Si è conclusa con un sanguinoso blitz la “presa di ostaggi” al Museo del Bardo a Tunisi dove si erano rifugiati i tre attentatori che, poco prima delle 13, avevano attaccato il Parlamento tunisino. Il blitz, secondo Al Jazeera, avrebbe avuto un bilancio pesantissimo. Il totale delle vittime (ferme in un primo bilancio a otto) sarebbe salito a 19, più ventuno feriti. Fra le vittime dell’attentato a Tunisi Al Jazeera conferma due italiani. Pertanto sarebbero morti: un addetto al museo, un poliziotto tunisino, due attentatori e quindici (finora) turisti di cui due italiani.

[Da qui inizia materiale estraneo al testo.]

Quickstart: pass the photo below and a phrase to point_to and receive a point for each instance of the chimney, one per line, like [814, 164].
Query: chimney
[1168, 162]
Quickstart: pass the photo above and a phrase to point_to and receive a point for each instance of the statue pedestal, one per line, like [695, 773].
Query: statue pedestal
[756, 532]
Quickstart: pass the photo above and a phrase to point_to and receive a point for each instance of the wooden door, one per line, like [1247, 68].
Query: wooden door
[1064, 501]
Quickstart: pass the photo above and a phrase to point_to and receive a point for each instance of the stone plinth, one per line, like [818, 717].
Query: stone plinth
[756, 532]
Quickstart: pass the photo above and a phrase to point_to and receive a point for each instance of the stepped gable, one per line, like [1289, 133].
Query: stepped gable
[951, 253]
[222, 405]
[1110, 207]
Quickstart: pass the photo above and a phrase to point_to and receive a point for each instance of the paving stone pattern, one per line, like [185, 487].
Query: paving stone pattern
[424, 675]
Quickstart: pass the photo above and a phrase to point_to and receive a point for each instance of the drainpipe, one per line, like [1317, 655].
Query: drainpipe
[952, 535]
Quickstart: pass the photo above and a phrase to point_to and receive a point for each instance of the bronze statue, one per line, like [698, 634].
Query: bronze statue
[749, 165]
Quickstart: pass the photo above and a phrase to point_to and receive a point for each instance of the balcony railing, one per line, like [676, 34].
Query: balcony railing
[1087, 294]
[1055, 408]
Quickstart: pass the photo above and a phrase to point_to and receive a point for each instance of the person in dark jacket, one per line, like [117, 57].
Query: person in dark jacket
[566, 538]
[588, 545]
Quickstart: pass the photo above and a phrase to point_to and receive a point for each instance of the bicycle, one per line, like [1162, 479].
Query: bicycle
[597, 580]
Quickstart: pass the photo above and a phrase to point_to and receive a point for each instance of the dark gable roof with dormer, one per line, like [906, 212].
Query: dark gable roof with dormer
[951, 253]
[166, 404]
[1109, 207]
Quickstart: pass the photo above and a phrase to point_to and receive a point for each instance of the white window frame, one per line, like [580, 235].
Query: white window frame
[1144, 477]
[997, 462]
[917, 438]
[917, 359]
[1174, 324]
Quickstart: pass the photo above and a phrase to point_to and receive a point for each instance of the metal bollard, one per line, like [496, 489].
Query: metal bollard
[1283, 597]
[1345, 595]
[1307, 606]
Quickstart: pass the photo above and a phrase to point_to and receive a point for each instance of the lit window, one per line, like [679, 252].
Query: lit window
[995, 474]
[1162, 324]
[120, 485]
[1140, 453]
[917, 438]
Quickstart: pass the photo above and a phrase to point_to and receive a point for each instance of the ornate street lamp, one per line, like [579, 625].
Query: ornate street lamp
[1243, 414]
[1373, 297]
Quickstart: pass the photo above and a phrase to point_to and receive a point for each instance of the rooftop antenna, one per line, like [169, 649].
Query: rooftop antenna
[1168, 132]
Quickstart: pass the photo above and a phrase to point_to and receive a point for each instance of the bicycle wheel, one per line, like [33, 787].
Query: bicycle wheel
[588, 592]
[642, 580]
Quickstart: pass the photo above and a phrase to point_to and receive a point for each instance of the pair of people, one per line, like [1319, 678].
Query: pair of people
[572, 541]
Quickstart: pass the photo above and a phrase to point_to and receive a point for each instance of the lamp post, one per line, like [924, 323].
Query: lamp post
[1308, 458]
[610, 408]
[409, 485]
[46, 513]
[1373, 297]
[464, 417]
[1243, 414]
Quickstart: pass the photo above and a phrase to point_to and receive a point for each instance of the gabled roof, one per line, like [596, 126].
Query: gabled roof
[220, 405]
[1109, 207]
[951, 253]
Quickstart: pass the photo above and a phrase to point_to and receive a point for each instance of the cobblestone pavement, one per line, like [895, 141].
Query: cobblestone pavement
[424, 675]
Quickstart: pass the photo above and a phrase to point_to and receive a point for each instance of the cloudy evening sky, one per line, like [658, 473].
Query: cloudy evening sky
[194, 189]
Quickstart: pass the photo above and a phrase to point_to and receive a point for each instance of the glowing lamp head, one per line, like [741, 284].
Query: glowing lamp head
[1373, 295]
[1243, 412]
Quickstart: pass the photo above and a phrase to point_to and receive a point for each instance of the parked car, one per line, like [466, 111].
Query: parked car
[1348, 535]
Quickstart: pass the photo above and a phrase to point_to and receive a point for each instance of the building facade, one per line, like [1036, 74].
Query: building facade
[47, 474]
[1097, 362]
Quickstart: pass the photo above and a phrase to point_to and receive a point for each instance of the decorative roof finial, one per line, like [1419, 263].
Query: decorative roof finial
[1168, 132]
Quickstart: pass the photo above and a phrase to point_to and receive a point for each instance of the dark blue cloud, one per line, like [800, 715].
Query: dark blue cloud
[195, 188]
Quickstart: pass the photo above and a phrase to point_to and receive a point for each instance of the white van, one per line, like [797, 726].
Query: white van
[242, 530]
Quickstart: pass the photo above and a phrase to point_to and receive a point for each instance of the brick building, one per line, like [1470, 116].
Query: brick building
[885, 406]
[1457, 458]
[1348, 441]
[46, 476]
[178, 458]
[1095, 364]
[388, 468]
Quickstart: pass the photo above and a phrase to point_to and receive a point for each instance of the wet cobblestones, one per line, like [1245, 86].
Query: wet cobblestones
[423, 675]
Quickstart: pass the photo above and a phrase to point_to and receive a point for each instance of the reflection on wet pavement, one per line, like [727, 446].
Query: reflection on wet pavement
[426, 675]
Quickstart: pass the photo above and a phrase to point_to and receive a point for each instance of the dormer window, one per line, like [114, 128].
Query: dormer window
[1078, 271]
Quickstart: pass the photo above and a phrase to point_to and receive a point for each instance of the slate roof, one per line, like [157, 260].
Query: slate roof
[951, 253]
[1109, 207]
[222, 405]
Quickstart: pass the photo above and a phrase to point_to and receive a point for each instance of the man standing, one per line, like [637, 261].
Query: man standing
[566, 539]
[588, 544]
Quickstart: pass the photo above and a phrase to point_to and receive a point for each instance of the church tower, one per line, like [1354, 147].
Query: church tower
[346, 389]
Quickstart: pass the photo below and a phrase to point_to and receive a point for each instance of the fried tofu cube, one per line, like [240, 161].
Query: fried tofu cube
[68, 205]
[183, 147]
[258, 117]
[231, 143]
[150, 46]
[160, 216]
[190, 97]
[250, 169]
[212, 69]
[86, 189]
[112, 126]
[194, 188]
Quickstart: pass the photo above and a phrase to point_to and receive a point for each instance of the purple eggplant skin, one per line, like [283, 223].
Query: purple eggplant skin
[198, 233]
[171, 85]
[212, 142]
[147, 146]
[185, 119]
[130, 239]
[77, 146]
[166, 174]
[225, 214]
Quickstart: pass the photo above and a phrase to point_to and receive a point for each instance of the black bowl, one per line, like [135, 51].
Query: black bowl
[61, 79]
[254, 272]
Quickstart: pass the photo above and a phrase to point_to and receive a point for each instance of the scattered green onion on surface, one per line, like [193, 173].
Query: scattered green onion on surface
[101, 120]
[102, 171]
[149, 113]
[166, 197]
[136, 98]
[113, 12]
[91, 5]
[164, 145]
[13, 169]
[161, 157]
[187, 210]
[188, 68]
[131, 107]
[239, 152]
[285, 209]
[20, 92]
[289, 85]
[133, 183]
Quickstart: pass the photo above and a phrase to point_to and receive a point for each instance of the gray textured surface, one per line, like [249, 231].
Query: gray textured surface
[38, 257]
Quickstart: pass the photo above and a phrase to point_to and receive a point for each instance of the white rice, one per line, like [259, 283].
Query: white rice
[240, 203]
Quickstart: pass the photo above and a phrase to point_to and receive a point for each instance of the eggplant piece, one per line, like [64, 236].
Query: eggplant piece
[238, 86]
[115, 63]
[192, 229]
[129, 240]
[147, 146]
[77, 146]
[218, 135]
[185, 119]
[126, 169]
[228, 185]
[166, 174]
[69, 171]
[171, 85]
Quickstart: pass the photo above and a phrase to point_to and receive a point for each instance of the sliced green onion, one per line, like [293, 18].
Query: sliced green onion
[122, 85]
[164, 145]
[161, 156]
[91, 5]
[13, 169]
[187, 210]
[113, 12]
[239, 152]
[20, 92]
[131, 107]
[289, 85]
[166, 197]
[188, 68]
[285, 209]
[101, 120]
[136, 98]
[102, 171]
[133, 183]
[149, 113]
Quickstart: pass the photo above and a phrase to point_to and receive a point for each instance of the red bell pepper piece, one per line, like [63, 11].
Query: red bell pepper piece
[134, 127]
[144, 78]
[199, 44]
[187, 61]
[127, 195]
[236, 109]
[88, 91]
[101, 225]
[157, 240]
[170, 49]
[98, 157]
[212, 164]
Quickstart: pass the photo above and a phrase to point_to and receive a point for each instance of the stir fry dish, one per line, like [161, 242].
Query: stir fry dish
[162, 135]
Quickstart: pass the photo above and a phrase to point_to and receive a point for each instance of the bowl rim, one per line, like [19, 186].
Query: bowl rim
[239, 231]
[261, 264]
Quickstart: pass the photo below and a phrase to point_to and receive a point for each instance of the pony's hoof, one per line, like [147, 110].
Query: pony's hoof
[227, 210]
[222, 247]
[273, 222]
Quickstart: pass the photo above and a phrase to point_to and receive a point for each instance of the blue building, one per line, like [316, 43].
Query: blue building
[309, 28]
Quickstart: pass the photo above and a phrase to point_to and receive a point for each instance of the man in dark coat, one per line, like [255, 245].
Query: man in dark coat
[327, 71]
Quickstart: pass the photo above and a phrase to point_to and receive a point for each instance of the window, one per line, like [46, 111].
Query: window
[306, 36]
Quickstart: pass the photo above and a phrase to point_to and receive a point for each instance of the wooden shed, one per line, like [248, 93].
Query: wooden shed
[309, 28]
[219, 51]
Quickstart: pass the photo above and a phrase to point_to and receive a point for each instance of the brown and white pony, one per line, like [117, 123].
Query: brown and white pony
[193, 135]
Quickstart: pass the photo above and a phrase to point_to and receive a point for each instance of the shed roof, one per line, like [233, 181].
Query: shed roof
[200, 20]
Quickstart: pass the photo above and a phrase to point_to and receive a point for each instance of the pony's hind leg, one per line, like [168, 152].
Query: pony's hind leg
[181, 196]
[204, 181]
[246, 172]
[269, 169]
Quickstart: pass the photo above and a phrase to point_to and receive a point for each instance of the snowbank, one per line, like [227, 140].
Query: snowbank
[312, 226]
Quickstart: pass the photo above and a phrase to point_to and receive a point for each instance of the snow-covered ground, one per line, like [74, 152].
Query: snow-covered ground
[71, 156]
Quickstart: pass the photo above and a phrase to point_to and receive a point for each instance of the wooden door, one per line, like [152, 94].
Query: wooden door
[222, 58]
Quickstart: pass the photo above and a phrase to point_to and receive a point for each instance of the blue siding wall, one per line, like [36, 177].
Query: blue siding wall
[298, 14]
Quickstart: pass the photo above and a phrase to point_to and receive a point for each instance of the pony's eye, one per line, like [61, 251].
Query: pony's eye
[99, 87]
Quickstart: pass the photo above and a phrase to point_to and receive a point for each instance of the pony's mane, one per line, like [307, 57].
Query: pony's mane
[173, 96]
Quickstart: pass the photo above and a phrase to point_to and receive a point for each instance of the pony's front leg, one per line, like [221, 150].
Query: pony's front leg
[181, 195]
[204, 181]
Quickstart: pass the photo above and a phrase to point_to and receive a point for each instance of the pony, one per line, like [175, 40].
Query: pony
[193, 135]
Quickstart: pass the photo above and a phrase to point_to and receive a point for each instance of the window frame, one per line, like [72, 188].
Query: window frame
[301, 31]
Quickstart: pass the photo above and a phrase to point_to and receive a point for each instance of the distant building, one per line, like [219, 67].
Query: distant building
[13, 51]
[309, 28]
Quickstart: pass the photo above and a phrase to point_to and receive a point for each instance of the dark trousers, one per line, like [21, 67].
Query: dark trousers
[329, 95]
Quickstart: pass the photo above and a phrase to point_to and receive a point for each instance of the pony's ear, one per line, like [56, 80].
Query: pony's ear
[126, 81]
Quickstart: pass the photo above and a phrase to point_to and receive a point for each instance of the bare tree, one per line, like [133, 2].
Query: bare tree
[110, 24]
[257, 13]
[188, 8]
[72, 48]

Fra i turisti si registrerebbe l’uccisione di quattro polacchi, due britannici, dei tedeschi. Feriti otto italiani, preoccupazione per le ferite di due fra questi. Sarebbero ora tutti ricoverati presso gli ospedali della capitale tunisina.

Gli italiani feriti potrebbero far parte di un gruppo in viaggio con la MSC Crociere, stante l’informazione data dalla Costa che segnala come “tutti rientrati” i 3.161 passeggeri della sua Costa Fascinosa.

Fra i passeggeri della Costa Fascinosa ci sarebbe un gruppo di dipendenti del Comune di Torino tra gli ostaggi italiani al museo del Bardo. Tra loro Carolina Bottari, 54 anni, impiegata presso l’ufficio Patrimonio dell’amministrazione comunale. La comitiva era in crociera a bordo della Costa Fascinosa. L’amministrazione comunale si sta mettendo in contatto con la Farnesina.